L’image numérique rompt avec l’esthétique et la stylistique de la peinture, pour atteindre une picturalité nouvelle. Ici, au fil des déformations insufflées aux images, le film passe de la figuration à  l’abstraction. Et grâce à  la durée filmique, nous assistons aussi aux mouvements, étapes de cette transformation mouvante, nous sommes au coeur d’un processus qui se déroule dans le temps. Cette picturalité nouvelle tient de la ‟mauvaise qualité” induite par les différentes compressions que Jacques Perconte fait subir, inlassablement, aux images. On joue ici des défauts des technologies, et c’est dans la perte d’informations informatiques que se crée un nouveau type d’image (pixellisation et flou).
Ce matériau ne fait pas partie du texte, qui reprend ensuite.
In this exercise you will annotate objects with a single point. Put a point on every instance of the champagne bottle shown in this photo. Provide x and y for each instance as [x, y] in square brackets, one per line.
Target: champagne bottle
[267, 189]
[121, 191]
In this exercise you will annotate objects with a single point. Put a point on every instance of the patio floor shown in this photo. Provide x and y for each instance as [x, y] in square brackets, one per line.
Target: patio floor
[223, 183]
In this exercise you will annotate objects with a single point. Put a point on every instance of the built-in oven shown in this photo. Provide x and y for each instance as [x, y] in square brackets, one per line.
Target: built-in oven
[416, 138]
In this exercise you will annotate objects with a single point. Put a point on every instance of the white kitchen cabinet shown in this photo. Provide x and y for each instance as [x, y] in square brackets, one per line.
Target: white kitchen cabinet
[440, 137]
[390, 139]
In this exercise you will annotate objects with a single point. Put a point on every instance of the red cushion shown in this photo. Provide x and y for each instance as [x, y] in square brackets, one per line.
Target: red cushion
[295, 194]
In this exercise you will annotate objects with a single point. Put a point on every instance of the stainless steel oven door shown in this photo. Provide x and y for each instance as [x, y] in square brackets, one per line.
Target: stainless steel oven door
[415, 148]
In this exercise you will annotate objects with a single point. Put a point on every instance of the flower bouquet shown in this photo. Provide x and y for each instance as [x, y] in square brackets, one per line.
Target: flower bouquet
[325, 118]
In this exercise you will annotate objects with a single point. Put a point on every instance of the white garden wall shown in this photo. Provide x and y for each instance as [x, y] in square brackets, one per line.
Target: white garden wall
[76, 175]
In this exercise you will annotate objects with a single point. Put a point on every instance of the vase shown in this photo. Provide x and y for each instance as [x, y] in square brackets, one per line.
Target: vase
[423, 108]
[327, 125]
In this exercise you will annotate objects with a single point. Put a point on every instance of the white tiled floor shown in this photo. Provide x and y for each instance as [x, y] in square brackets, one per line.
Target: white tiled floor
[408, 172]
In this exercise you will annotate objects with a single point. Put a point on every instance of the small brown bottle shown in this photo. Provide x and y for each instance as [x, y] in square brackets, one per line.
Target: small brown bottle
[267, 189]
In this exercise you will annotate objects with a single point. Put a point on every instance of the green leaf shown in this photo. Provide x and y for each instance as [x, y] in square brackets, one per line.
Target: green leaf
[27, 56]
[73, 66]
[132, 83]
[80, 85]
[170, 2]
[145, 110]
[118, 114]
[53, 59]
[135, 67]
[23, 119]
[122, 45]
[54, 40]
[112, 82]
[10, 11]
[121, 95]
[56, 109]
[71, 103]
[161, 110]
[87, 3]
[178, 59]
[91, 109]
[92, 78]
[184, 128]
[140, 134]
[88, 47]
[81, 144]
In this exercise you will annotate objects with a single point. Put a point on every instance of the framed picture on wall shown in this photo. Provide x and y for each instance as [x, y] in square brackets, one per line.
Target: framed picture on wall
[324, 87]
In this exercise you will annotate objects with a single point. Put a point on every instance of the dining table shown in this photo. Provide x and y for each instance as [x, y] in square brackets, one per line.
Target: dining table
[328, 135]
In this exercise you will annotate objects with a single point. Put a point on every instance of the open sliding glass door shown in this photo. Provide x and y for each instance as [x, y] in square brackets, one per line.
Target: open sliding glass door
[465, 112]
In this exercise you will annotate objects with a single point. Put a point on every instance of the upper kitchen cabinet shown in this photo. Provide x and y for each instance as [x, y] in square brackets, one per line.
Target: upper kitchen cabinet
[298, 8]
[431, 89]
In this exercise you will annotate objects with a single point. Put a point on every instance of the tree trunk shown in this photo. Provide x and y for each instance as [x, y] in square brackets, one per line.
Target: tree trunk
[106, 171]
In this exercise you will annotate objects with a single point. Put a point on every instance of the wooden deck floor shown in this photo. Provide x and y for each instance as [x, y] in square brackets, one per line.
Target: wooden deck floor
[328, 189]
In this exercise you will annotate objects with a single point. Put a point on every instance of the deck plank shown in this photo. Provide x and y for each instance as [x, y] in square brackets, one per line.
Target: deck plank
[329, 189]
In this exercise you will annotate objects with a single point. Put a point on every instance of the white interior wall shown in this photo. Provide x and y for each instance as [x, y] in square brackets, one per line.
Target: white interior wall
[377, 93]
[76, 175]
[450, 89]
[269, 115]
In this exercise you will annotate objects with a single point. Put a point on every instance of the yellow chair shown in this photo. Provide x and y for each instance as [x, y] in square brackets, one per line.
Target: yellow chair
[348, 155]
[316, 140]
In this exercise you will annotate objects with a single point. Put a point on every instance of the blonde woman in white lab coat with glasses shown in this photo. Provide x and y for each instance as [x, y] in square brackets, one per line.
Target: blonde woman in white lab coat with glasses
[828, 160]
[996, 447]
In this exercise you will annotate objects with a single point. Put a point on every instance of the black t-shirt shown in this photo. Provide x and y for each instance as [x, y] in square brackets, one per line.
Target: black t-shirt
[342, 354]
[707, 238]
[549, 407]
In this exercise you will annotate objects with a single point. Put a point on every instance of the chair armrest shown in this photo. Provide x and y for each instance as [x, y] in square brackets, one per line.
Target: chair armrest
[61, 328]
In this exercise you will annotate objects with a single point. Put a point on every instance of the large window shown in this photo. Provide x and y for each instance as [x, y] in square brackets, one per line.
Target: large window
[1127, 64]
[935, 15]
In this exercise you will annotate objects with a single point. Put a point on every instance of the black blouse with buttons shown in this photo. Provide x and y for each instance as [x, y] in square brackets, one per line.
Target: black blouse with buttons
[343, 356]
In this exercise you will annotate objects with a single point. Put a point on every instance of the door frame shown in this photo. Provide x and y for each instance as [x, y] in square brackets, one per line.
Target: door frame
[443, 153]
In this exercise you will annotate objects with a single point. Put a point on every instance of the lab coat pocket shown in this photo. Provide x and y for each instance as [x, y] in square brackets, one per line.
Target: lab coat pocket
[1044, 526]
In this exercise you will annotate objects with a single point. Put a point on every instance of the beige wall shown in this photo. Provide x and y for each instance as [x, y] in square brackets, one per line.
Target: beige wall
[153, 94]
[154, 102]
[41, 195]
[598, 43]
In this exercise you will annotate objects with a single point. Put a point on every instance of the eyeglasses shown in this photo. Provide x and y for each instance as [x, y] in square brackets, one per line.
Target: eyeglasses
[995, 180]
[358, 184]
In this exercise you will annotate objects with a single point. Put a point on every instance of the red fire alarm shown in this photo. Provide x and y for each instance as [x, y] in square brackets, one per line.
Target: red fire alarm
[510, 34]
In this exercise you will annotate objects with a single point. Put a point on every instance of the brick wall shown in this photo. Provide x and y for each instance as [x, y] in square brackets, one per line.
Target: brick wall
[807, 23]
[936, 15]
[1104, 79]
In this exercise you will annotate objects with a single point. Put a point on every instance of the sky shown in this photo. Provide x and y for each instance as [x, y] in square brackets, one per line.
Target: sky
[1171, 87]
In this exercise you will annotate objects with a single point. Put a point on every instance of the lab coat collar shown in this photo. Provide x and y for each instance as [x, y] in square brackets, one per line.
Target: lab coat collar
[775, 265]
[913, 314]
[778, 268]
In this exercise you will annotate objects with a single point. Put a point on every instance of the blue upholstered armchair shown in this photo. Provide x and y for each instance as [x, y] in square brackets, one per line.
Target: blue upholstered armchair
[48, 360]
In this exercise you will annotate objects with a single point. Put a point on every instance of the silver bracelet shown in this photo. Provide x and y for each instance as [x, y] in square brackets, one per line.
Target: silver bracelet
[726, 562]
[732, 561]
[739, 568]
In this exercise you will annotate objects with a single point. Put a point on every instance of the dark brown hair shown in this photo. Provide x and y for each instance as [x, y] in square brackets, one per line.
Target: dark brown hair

‟(…) Ces décalages commencent néanmoins à  être perçus non pas comme des insuffisances du médium, mais comme une matière à  exploiter par des artistes sensibles aux propriétés du matériau.” CALIANDRO Stephania ‟Les défaillances artistiques: comme matière artistique”, in Protée, Vol.32, n. 2, 2004.

Dans le même temps, il y a donc un processus paradoxal de ‟perte et découverte des images”. De même, ce nouveau paysage naît à  la fois de l’image originelle que de ses transformations, l’artiste et ses interventions en sont le révélateur. Nous pouvons penser au film Decasia : the state of decay(USA, 2002), de Bill Morrison, différent par la technique (found-footage de photogrammes argentiques) travaille du côté de la destruction/apparition par le montage d’extraits de films en décomposition. Chez Morrison, cette décomposition est produite par le temps de façon involontaire et la dégradation est ancrée dans la pellicule; chez Perconte évidemment, les altérations sont des simulations volontaires. Chacun jouant de la dégradation comme ‟ matière ” artistique ”.

La post-production de Perconte se pose en opposition avec la recherche de perfection (imitation, hyperréalisme, détails…) que l’on veut faire porter aux technologies numériques. Car l’important n’est pas là .
Dans son livre La technologie dans l’art, Edmond Couchot montre que le scandale et bouleversement qu’a donné lieu l’impressionnisme et le néo-impressionnisme, qui s’emploient à  montrer par leur pratique picturale ‟comment fonctionne la machine-oeil dans la vision des couleurs”, aurait pour conséquence de mettre le regardeur dans une position active. ‟Regarder une peinture impressionniste, c’est la recréer mentalement et jouir de cette recréation”, ici, le regard est amené à  suivre les mouvements et les transformations de l’image même. Observer sa fragmentation.

En ce qui concerne la médiation du travail de Jacques Perconte, le projet toujours en cours est présenté sur le site de l’artiste, le réseau lui ouvrant de nouvelles perspectives. Ainsi, on peut suivre l’historique, de l’avant-projet aux différentes étapes, aux réactions, idées de l’artiste par rapport à  son travail. Ceci, sous une sorte de journal daté, de prises de notes dans un carnet. Le réseau nous invite donc à  nous intéresser au processus, et aux à -côtés de l’oeuvre close. Il nous permet de suivre l’artiste dans ses raisonnements divers, de la technique pure à  une recherche d’ordre esthétique et théorique face à  son oeuvre. De comprendre aussi cette logique expérimentale qui sous-tend son travail, et qui s’exprime encore ici sous la forme écrite.